Did readers find it hard to relate to the book, which was set in London and New York? For Chin, it was natural; he’d worked for 10 years in the US and two in the UK. Setting the novel in London was important, and the character was supposed to run in the New York City Marathon. “To give
Fuel a Malaysian setting would have been alien,” he stated.

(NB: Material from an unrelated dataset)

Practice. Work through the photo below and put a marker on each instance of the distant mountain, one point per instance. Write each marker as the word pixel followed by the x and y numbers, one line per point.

Given the kind of work that went into it, the self-published route was, perhaps, astute. Every word, every phrase was chosen for effect. Each section of the book: characters, milestones, plot, premise and so on, was meticulously mapped out, storyboarded. Chin approached the writing and marketing of
Fuel like an ad campaign.
Sadly, his perfectionist streak and dedication to the book didn’t quite pay off. Not all his supporters bought the book. Glowing reviews of
Fuel did little to spur sales.
“My journey as a writer, as enjoyable as it was, has become extremely difficult now that I’ve gotten to the stage of promoting
Fuel,” said Chin to his audience as he wrapped up the book-reading session. “I’ve walked alone for a year and a half, and it is my sincere hope that each of you here would join me for the next leg of my journey.”
One year later, Chin is still on that journey. He has also released a line of merchandise based on the book’s theme (www.fuelrunning.com). It appears he’s in it for the long run, and still telling naysayers, “
Yichalal”.
It’s hard not to cheer that spirit on.